Mustard Ice Cream
Ingredients for 4
- 250 ml milk
- 125 ml whipped cream
- 2 egg yolk
- 2 tsp honey
- 125 g Sweet Delight mustard
- 50 g Bonnie Wholegrain mustard
- 1 tsp Tabasco
- 1 tsp sweet chili sauce
- Salt, Pepper
Bring the milk, cream and honey to boil. Place the egg yolk in a bowl. Gradually add one third of the non-boiling honey-milk with stirring for temperature equalization. Then stir the egg mixture into the milk. Prepare a hot water bath and stir the mass constantly until it becomes thick. Be aware that the mass not boil. Otherwise, the egg yolk will clot. Whipping zabaglione every day saves you the gym and tightens the upper arms. :-)

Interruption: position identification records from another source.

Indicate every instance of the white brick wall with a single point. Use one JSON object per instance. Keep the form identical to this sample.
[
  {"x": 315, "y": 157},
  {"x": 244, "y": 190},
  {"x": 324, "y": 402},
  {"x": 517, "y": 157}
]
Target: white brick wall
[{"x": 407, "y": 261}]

Cool the mass in a cold water bath. Mix mustard, tabasco, chili sauce, salt and pepper in a separate bowl and mix it with the cream. Fill into the ice machine and allow to freeze.
Without an ice maker pour the prepared cream into a large bowl with lid and place in the freezer. Stir thoroughly until the frozen mixture has mixed with the liquid mass. Put it back in the freezer and repeat the process two or three times until the ice cream is creamy. Depending on the type and quantity, this can take three to four hours.
Serve immediately or fill in an airtight form, cover with parchment and freeze maximum three or four days.
Mustard ice cream excellently tastes great with boiled beef as well as starters such as vegetable puff pastry roll and proscuitto crudo. or as a palate cleaner between the courses.